Table of Contents
Python is a general-purpose high level programming language that is widely used in data science and for producing deep learning algorithms.
This article introduces Python and its libraries like Numpy, Scipy, Pandas, Matplotlib; frameworks like Theano, TensorFlow, Keras. It also explains how the different libraries and frameworks can be applied to solve complex real world problems.
Deep structured learning or hierarchical learning or deep learning in short is part of the family of machine learning methods which are themselves a subset of the broader field of Artificial Intelligence.
Deep learning is a class of machine learning algorithms that use several layers of nonlinear processing units for feature extraction and transformation. Each successive layer uses the output from the previous layer as input.
Deep neural networks, deep belief networks and recurrent neural networks have been applied to fields such as computer vision, speech recognition, natural language processing, audio recognition, social network filtering, machine translation, and bioinformatics where they produced results comparable to and in some cases better than human experts have.
Deep Learning Algorithms and Networks −
- are based on the unsupervised learning of multiple levels of features or representations of the data. Higher-level features are derived from lower level features to form a hierarchical representation.
- use some form of gradient descent for training.

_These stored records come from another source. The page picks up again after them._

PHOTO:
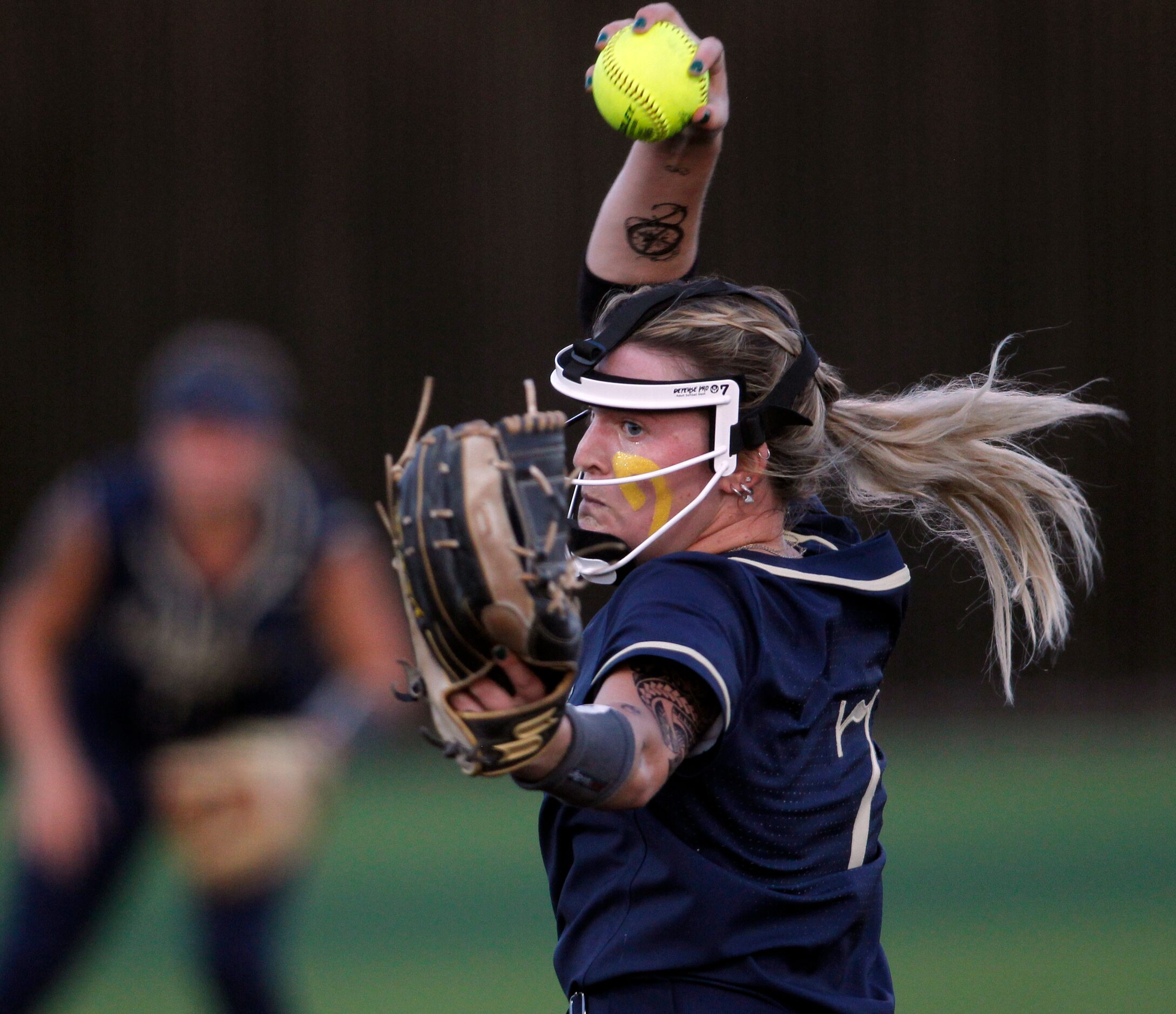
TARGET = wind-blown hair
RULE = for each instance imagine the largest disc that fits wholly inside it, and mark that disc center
(952, 455)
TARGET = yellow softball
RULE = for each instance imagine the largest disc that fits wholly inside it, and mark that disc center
(643, 85)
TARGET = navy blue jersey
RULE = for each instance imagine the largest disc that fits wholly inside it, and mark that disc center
(164, 655)
(758, 866)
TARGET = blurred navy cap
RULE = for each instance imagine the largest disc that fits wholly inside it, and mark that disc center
(221, 370)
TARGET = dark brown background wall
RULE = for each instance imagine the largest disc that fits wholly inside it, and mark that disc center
(405, 190)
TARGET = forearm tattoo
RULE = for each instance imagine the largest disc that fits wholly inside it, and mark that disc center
(684, 706)
(659, 235)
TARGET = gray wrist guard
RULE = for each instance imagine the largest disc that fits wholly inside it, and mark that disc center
(597, 764)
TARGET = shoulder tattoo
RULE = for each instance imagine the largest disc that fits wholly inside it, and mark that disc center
(684, 706)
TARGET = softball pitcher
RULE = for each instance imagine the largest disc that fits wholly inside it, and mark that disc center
(714, 787)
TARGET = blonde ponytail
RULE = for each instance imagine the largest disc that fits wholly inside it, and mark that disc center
(948, 456)
(953, 456)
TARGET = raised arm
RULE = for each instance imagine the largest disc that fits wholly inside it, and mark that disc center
(647, 229)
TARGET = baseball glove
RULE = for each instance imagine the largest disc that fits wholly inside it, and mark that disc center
(244, 807)
(478, 518)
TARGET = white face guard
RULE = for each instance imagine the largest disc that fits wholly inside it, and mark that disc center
(577, 377)
(606, 391)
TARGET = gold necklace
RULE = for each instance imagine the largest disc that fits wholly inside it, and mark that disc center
(772, 551)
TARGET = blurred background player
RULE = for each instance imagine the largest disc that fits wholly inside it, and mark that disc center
(192, 628)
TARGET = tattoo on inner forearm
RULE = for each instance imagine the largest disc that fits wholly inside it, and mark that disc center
(660, 235)
(682, 707)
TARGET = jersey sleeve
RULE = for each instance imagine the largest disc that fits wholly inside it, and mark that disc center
(688, 612)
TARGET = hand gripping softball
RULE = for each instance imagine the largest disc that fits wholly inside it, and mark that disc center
(478, 518)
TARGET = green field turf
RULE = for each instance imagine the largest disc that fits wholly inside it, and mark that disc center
(1032, 868)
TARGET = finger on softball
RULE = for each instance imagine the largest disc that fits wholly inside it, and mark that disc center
(610, 31)
(711, 56)
(652, 13)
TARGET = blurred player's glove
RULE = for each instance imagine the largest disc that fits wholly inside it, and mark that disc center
(244, 807)
(478, 518)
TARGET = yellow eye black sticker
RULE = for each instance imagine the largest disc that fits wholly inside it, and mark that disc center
(626, 465)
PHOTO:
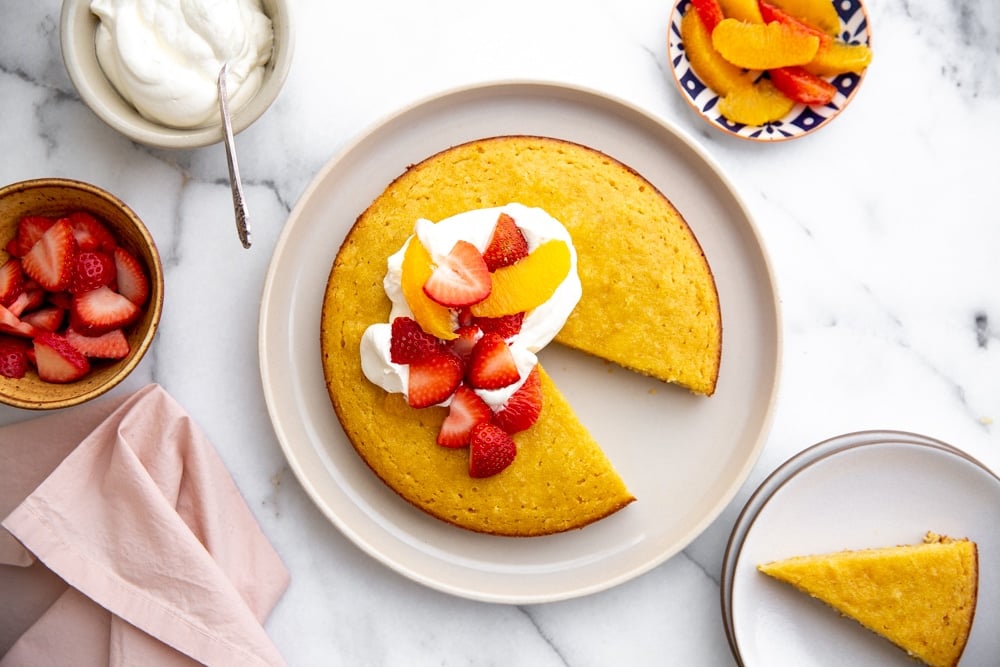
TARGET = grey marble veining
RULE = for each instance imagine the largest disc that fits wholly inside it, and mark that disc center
(882, 231)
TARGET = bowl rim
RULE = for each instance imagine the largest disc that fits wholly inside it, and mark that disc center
(154, 306)
(77, 28)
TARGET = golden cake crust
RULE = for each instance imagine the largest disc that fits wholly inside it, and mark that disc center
(560, 479)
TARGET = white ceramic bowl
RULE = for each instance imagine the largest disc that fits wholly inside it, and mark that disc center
(78, 28)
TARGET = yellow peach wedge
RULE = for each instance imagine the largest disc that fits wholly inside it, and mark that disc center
(742, 10)
(528, 282)
(432, 317)
(714, 71)
(756, 105)
(763, 45)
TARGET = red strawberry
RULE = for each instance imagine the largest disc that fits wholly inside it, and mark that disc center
(101, 310)
(10, 323)
(110, 345)
(433, 379)
(491, 450)
(409, 343)
(461, 279)
(11, 280)
(49, 318)
(92, 270)
(523, 407)
(58, 360)
(505, 326)
(491, 365)
(507, 244)
(465, 411)
(133, 283)
(50, 261)
(90, 233)
(29, 229)
(13, 357)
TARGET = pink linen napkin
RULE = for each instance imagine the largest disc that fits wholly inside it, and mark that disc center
(146, 552)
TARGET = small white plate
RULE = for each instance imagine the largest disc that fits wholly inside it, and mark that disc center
(860, 490)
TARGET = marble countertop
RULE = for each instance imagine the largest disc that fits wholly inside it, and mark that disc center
(882, 230)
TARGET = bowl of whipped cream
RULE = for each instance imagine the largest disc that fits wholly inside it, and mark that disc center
(150, 68)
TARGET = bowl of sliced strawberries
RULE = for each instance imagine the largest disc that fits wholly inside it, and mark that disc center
(769, 70)
(81, 292)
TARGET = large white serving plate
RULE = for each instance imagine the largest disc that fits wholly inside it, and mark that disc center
(867, 489)
(683, 456)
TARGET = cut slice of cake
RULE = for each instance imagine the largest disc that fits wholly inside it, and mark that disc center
(920, 597)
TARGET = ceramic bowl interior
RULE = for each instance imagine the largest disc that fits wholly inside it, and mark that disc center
(56, 197)
(78, 29)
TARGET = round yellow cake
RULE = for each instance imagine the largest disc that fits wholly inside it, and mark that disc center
(649, 304)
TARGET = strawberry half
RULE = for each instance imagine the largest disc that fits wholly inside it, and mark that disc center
(51, 260)
(465, 411)
(57, 360)
(433, 379)
(101, 310)
(523, 407)
(507, 244)
(409, 343)
(133, 283)
(491, 365)
(460, 279)
(491, 450)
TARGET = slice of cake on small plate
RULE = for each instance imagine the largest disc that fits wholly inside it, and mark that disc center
(921, 597)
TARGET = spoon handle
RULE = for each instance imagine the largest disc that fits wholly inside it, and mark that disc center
(239, 205)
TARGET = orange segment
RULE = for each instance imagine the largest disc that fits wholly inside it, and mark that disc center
(432, 317)
(755, 105)
(527, 283)
(742, 10)
(820, 14)
(715, 71)
(838, 58)
(763, 45)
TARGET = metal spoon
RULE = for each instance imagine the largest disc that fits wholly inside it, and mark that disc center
(239, 206)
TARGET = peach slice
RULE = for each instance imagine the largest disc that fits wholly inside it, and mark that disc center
(715, 71)
(432, 317)
(755, 105)
(528, 282)
(763, 45)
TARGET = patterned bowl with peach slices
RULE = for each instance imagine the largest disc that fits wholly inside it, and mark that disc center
(769, 70)
(81, 292)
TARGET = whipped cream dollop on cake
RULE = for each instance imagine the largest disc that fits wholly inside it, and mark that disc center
(538, 327)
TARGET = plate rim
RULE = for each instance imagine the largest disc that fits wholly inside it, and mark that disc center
(746, 224)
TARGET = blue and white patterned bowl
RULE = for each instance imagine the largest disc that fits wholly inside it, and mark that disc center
(802, 119)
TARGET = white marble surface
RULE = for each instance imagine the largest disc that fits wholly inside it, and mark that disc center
(882, 228)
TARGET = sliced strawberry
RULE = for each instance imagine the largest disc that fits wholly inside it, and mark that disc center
(13, 357)
(409, 343)
(101, 310)
(491, 450)
(12, 324)
(90, 233)
(58, 360)
(93, 269)
(523, 407)
(133, 283)
(11, 280)
(505, 326)
(49, 318)
(461, 279)
(29, 229)
(433, 379)
(491, 365)
(802, 86)
(465, 411)
(110, 345)
(50, 261)
(507, 244)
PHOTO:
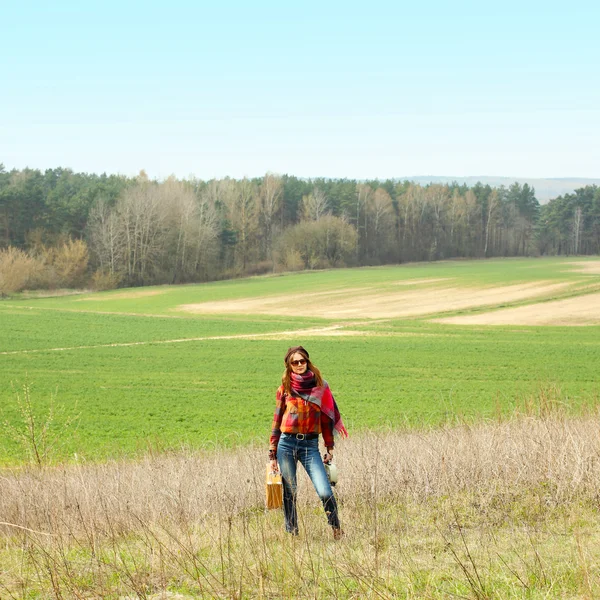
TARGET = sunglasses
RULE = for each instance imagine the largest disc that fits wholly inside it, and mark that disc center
(297, 363)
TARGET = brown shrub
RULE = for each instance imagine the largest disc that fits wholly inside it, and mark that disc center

Here , we will learn about the environment set up for Python Deep Learning. We have to install the following software for making deep learning algorithms.
- Python 2.7+
- Scipy with Numpy
It is strongly recommend that Python, NumPy, SciPy, and Matplotlib are installed through the Anaconda distribution. It comes with all of those packages.
We need to ensure that the different types of software are installed properly.
Let us go to our command line program and type in the following command −
$ python Python 3.6.3 |Anaconda custom (32-bit)| (default, Oct 13 2017, 14:21:34) [GCC 7.2.0] on linux
Next, we can import the required libraries and print their versions −
import numpy print numpy.__version__
Installation of Theano, TensorFlow and Keras
Before we begin with the installation of the packages − Theano, TensorFlow and Keras, we need to confirm if the pip is installed. The package management system in Anaconda is called the pip.
To confirm the installation of pip, type the following in the command line −
Once the installation of pip is confirmed, we can install TensorFlow and Keras by executing the following command −
$pip install theano $pip install tensorflow $pip install keras
Confirm the installation of Theano by executing the following line of code −
$python –c “import theano: print (theano.__version__)”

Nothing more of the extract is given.